Your Email Is (Practically) Your Identity  - martingordon
http://kevinmontrose.com/2011/07/31/your-email-is-practically-your-identity/

======
drdaeman
Identity is the aspect of one's personality (or something like this). Email is
a contact method, which can be identity's representation - it can be
associated with an identity, but it is certainly _not_ the identity itself.

First of all, every human has an identity — it is automatically created, it's
just that there are no ways to address it by itself. On contrary, an email is
obtained and, moreover, _provided_ by someone else. This is a fundamental
difference which explains why an email just can't be an identity by itself.

It's only a person who should possess his own identity — and you can't possess
an email address, you _always_ lease it from someone else (even in self-hosted
scenario the domain part comes from ICANN).

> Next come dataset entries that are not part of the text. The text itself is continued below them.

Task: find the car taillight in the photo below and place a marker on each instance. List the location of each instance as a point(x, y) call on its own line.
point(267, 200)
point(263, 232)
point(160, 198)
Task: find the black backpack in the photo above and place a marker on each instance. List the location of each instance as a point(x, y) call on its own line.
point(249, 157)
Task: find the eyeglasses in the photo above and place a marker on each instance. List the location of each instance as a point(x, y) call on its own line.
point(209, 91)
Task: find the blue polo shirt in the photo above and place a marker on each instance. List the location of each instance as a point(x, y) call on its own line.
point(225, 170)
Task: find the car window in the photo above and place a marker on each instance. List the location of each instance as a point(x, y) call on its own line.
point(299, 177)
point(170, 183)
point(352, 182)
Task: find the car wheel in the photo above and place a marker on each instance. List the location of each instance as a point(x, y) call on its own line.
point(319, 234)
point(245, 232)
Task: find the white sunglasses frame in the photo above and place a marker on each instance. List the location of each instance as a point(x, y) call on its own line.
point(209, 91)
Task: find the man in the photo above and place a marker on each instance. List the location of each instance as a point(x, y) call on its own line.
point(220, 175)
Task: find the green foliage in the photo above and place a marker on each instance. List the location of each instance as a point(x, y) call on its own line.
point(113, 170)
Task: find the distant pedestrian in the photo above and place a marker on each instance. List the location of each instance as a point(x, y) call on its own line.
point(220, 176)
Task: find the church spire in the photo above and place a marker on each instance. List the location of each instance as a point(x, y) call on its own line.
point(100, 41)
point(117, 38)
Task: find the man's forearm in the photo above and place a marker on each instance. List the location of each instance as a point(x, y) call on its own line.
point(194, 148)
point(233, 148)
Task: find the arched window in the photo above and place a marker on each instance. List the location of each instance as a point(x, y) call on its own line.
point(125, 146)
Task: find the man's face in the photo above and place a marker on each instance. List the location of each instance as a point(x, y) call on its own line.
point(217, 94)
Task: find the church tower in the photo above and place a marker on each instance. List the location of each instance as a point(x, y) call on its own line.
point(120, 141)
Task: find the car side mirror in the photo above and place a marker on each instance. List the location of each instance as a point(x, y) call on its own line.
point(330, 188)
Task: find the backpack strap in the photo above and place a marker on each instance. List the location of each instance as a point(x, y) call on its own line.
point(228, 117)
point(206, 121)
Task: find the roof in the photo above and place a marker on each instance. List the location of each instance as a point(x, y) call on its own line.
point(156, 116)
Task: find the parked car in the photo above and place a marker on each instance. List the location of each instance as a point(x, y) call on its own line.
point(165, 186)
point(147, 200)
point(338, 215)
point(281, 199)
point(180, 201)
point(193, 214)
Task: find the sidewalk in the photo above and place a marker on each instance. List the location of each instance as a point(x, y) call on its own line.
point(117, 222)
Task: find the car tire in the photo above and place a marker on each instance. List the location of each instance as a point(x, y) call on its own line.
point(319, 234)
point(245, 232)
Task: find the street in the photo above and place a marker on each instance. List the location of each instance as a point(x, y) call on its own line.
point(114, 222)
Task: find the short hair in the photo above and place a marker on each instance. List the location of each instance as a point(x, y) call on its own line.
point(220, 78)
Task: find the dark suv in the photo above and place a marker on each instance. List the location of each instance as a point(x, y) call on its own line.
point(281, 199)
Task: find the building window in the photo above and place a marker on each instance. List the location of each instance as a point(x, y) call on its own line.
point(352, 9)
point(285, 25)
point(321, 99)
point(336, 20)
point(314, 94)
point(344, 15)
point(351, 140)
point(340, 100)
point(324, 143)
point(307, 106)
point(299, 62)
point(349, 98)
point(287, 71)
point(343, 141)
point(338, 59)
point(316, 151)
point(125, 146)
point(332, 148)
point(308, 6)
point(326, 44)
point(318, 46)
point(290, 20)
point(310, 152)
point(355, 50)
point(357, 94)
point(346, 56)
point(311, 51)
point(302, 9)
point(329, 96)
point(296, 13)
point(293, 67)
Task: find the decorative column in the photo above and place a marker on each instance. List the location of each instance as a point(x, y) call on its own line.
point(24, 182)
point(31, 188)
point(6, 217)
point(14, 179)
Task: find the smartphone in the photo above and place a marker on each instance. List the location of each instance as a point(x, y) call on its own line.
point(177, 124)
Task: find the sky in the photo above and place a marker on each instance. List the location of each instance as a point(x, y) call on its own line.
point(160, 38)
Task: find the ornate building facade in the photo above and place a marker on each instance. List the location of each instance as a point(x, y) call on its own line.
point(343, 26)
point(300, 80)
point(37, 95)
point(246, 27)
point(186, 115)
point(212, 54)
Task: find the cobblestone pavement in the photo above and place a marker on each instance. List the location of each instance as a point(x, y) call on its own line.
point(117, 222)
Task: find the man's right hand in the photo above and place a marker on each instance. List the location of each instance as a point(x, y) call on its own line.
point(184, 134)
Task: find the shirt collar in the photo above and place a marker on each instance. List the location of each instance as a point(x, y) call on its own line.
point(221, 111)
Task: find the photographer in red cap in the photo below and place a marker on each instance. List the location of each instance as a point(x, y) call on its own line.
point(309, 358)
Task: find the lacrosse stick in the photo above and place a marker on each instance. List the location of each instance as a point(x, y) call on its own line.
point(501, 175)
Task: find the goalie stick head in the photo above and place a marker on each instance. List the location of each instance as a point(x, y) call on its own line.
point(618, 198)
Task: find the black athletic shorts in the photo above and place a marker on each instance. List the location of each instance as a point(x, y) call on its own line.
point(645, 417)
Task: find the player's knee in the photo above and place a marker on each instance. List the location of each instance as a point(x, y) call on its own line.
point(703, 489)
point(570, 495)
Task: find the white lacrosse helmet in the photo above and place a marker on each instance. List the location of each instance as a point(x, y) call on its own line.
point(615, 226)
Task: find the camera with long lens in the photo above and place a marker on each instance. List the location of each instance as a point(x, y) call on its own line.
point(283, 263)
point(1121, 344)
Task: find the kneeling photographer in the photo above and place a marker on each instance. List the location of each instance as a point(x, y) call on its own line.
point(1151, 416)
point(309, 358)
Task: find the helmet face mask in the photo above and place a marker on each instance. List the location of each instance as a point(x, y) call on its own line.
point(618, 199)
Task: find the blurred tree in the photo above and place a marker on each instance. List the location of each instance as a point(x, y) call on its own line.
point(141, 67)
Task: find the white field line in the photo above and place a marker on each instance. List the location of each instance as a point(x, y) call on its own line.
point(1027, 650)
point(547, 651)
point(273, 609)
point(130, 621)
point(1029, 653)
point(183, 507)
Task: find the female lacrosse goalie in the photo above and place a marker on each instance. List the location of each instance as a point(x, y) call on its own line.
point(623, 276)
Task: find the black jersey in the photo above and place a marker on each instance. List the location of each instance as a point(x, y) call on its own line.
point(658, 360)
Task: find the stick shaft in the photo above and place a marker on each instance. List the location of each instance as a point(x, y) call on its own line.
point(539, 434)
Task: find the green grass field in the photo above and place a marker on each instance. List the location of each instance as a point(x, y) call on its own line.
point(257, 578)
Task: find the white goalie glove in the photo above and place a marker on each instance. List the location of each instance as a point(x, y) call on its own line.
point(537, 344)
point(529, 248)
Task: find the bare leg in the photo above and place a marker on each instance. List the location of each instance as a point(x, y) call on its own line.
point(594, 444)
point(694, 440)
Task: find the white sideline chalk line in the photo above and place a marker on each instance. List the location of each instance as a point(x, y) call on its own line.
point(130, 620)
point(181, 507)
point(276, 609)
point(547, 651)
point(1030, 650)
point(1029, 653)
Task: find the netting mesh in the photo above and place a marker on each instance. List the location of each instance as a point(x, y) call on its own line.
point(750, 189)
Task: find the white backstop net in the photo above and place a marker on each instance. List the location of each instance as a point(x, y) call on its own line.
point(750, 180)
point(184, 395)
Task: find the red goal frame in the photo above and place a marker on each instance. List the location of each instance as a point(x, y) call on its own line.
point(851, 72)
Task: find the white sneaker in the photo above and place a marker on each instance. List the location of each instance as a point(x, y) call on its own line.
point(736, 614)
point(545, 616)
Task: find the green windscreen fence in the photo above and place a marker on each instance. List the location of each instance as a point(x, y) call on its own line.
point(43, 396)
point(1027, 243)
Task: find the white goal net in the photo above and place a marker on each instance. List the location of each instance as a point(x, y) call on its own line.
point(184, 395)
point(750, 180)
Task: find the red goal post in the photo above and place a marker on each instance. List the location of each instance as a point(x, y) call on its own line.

Please, don't ever mistake identities with methods to contact. Identity does
not even imply that such may exist. If you want to contact someone — ask for
contact data, not identity, like you ask for a phone number and not a name.
I'd also note that this does not mean that identity and contact means must not
be associated together — it's just that they must be loosely coupled. The
article's argument is wrong — if I'd lose my phone number and get another one
I won't lose my identity to my friends — they just won't be able to contact me
for some time.

I just hope someday someone (with the help of software vendors, most important
- browser ones) would get the identity right. And use cryptography, so, I
could actually _possess_ my own identities (i.e. my own keypairs). Sure, there
are more enough problems with this approach, too, but at least the concept is
not broken at the very core.